Comme il ne s’est jamais habillé de paillettes ni de barbe fleurie, comme il n’a jamais su ni militer ni se taire, il a traversé les années sans prendre trop de place, sans grimper à hauteur des millions. Il ne s’en porte pas plus mal. Et, en se considérant comme un artisan, il peut maintenant voir sa carrière devant lui : l’intégrale commence enfin à paraître et le voici en livre. Le premier des sept double-CD de son intégrale vient de sortir, avec trente-six chansons : ses trois premiers albums, entre 1965 et 1969. Il y a quelques années, il avait commencé à enregistrer pour Auvidis, petite maison indépendante qui a été absorbée par Naïve, à qui il est resté fidèle. Et son envie d’intégrale a fait son chemin : « Naïve a récupéré tous les droits des disques parus chez Barclay, Polydor et AZ, labels qui sont tous absorbés, aujourd’hui, par Universal. Le premier volume a pu paraître en juin, le suivant en septembre. Et il en sortira tous les deux ou trois mois. »

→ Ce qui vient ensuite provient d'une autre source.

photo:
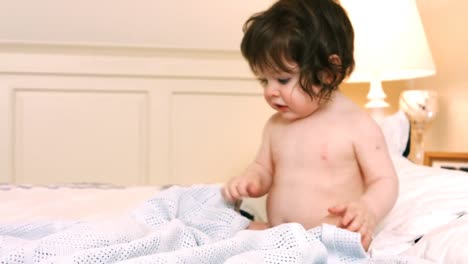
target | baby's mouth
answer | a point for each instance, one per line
(281, 108)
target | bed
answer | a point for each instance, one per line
(429, 222)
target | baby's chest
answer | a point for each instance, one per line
(312, 148)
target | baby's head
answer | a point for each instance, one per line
(315, 35)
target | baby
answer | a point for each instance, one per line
(322, 159)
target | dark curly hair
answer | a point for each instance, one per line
(305, 32)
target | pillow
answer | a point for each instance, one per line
(396, 130)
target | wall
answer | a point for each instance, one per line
(90, 22)
(444, 22)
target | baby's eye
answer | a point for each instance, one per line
(263, 82)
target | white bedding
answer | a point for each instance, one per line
(430, 205)
(72, 202)
(181, 225)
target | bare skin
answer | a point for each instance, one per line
(319, 163)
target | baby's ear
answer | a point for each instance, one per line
(335, 59)
(328, 75)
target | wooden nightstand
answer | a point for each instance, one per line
(447, 160)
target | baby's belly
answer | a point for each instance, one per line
(304, 205)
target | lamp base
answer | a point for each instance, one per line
(417, 141)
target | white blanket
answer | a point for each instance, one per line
(180, 225)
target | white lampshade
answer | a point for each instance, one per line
(390, 44)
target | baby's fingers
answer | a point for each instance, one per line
(348, 218)
(356, 224)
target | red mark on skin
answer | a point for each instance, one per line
(324, 152)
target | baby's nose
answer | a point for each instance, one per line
(271, 92)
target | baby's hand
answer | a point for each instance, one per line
(356, 217)
(240, 187)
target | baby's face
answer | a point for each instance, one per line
(283, 93)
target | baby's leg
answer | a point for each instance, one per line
(256, 225)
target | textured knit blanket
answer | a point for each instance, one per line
(180, 225)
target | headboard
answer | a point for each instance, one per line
(128, 116)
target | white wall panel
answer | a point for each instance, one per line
(215, 133)
(80, 136)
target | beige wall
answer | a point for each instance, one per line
(445, 25)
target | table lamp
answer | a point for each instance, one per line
(390, 44)
(421, 107)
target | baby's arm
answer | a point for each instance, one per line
(380, 180)
(257, 178)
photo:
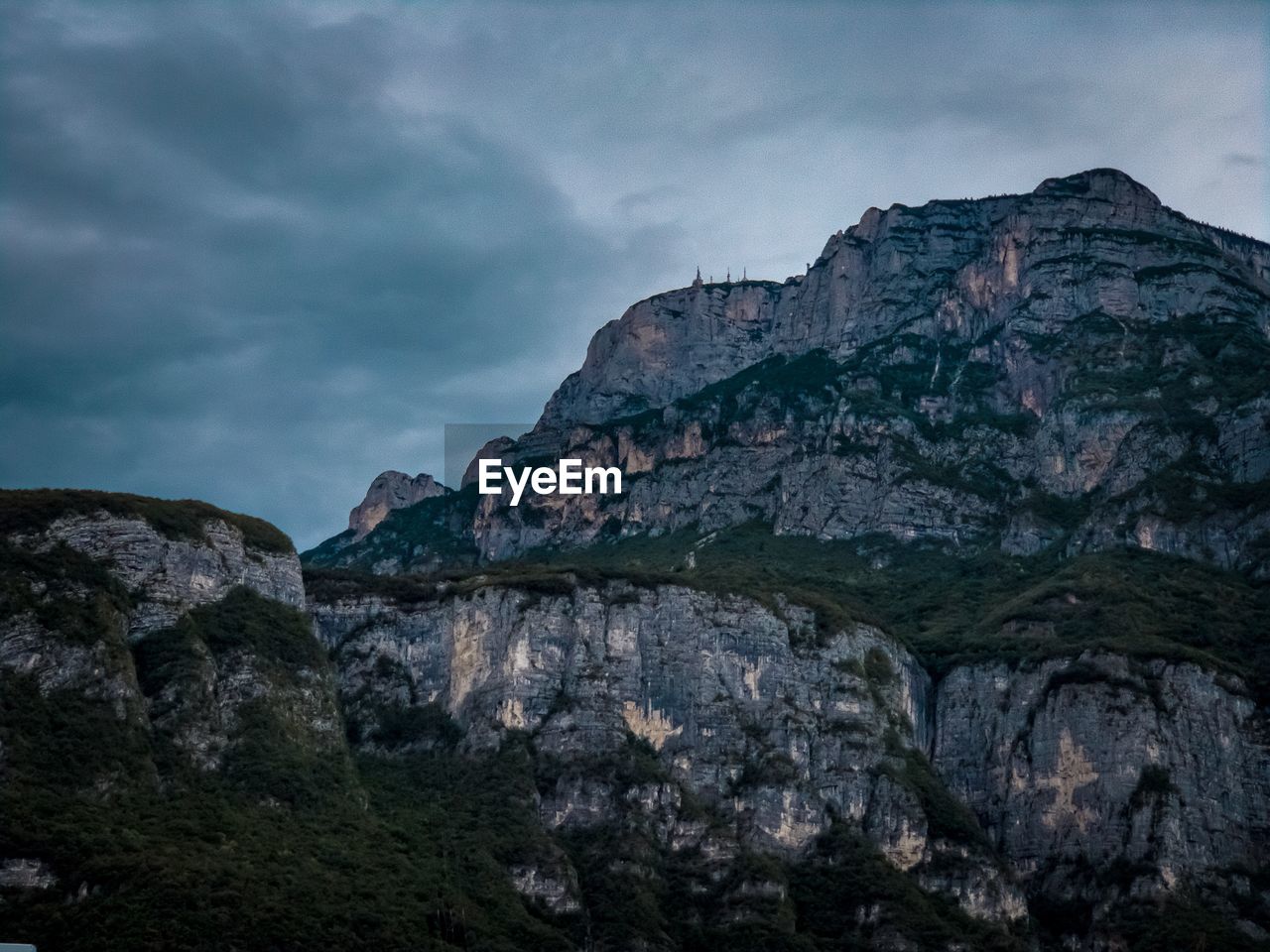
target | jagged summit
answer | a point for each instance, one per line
(1070, 370)
(390, 490)
(1097, 182)
(945, 268)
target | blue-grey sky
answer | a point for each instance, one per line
(258, 253)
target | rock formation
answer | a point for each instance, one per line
(390, 490)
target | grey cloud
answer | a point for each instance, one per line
(259, 253)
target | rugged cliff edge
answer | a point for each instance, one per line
(1076, 368)
(934, 619)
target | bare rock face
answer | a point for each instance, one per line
(107, 613)
(494, 449)
(779, 740)
(173, 575)
(1079, 368)
(1091, 243)
(1084, 766)
(390, 490)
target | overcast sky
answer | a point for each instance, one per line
(258, 253)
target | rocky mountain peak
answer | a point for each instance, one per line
(1110, 184)
(390, 490)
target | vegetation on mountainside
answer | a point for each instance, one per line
(28, 511)
(947, 607)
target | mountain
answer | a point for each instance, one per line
(933, 617)
(390, 490)
(1079, 370)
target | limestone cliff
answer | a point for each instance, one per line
(390, 490)
(1078, 368)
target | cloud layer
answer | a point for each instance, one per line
(258, 253)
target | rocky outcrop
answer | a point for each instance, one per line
(167, 575)
(1105, 780)
(158, 629)
(779, 739)
(1096, 783)
(1079, 368)
(390, 490)
(1095, 243)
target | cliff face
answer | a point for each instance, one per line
(390, 490)
(1079, 368)
(1091, 244)
(1096, 784)
(931, 617)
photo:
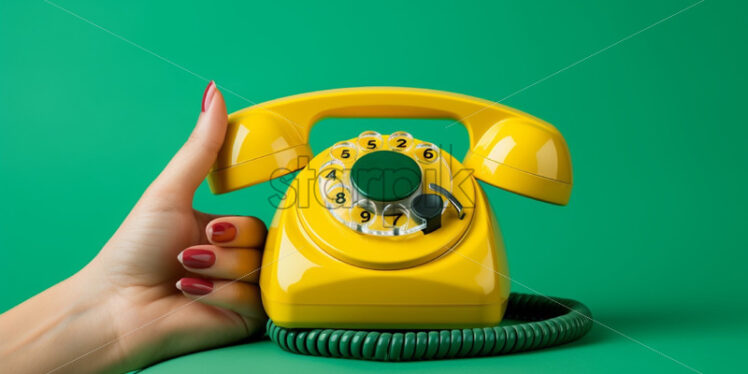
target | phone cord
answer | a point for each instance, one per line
(547, 321)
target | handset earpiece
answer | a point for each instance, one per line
(508, 148)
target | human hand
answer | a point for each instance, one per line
(125, 299)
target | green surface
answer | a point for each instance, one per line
(653, 240)
(386, 176)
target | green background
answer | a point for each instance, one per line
(652, 241)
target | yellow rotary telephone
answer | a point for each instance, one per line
(391, 233)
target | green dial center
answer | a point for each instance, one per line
(386, 176)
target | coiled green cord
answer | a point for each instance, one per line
(548, 322)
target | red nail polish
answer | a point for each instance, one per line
(208, 95)
(195, 286)
(198, 258)
(222, 232)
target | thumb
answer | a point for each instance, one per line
(191, 164)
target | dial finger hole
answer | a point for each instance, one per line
(427, 153)
(395, 216)
(344, 151)
(338, 195)
(363, 213)
(369, 141)
(400, 141)
(332, 170)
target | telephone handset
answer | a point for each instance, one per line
(389, 232)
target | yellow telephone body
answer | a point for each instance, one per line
(351, 248)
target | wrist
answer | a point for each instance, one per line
(66, 328)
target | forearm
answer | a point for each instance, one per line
(66, 328)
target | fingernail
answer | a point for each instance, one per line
(197, 258)
(222, 232)
(208, 95)
(195, 286)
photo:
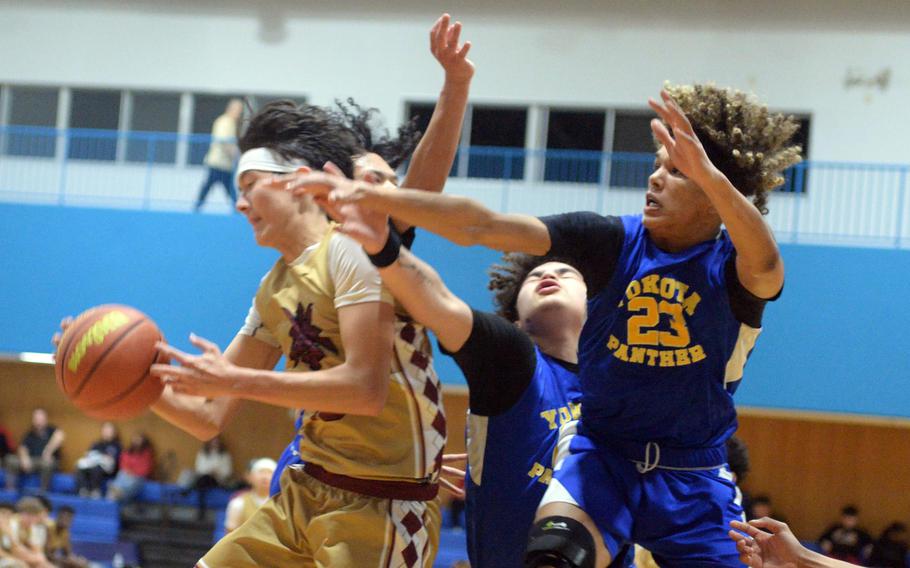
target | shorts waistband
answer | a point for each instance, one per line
(401, 490)
(657, 456)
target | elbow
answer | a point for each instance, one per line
(373, 394)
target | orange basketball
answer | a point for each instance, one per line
(103, 362)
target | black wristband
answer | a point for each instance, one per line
(389, 252)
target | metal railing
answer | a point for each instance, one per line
(826, 202)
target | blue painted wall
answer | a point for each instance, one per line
(833, 342)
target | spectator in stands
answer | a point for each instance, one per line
(59, 549)
(99, 464)
(214, 467)
(222, 153)
(7, 450)
(7, 559)
(29, 534)
(39, 452)
(890, 550)
(137, 462)
(244, 504)
(846, 540)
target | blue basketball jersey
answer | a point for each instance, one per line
(510, 461)
(662, 352)
(290, 456)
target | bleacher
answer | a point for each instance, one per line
(96, 532)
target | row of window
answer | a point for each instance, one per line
(492, 145)
(100, 116)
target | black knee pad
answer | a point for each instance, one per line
(561, 542)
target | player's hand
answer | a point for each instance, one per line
(329, 188)
(209, 374)
(682, 145)
(452, 478)
(65, 323)
(444, 47)
(774, 547)
(367, 227)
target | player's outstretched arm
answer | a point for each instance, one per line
(458, 219)
(357, 386)
(413, 282)
(758, 262)
(771, 544)
(433, 158)
(203, 417)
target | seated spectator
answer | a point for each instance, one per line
(59, 549)
(29, 533)
(845, 540)
(890, 550)
(7, 560)
(213, 469)
(244, 504)
(7, 451)
(38, 452)
(137, 462)
(99, 464)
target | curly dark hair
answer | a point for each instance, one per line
(373, 137)
(742, 138)
(507, 277)
(738, 458)
(305, 132)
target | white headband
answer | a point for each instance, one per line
(265, 160)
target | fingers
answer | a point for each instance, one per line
(204, 344)
(452, 35)
(437, 38)
(663, 135)
(331, 168)
(773, 526)
(174, 353)
(746, 528)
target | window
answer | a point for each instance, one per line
(795, 178)
(574, 146)
(206, 109)
(153, 125)
(32, 122)
(94, 118)
(497, 142)
(632, 159)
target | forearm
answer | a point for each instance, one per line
(809, 559)
(343, 389)
(460, 219)
(200, 417)
(425, 296)
(433, 158)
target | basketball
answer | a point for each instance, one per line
(103, 362)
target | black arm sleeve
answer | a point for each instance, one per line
(498, 360)
(590, 242)
(407, 237)
(747, 307)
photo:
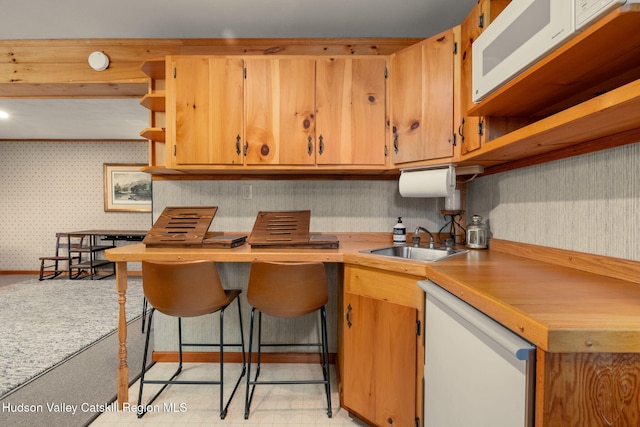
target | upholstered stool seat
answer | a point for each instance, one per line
(188, 289)
(287, 289)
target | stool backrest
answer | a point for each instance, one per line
(287, 289)
(184, 288)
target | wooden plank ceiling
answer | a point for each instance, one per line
(59, 68)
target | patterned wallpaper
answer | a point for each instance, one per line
(49, 187)
(589, 203)
(335, 205)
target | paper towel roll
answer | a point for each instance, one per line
(427, 183)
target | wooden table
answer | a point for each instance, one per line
(349, 243)
(580, 310)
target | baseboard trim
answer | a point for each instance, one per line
(236, 357)
(37, 272)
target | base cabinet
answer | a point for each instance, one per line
(381, 347)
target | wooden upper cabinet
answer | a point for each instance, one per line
(422, 100)
(350, 111)
(205, 110)
(473, 130)
(280, 105)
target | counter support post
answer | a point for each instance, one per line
(123, 369)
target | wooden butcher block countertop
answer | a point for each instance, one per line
(561, 301)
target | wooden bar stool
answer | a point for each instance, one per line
(287, 289)
(188, 289)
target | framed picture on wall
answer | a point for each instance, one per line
(126, 189)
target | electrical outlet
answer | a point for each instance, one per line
(247, 191)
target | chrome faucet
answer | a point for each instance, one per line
(416, 237)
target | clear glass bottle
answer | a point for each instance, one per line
(477, 233)
(399, 232)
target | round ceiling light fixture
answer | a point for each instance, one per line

Autre plaisir : après avoir vu ses chansons mises en images par les dessinateurs de Charlie (Cabu, Wolinski, Vuillemin, Gébé, Reiser, Willem) en quatre jolis volumes, entre 1982 et 1984, il est maintenant étudié sous toutes les coutures dans un essai mi-biographique, mi-stylistique, A propos de Tachan (aux éditions Arthemus). Claude Sabatier, son auteur, est non seulement professeur de lettres, mais aussi son cousin, et il a écrit un livre pertinent, attentionné, précis, détaillé, ingénieux dans l’analyse autant des chansons que du personnage. Et, pour ne pas lésiner sur le plaisir, Tachan s’est installé pendant tout le mois de juillet au théâtre du Chien qui Fume, dans le Off du festival d’Avignon. « Venir faire le chanteur avec des centaines de pièces de théâtre tout autour dans la ville, ça me plaît bien. » Et voilà qui le résume bien – vieux sale gosse, sage et insolent.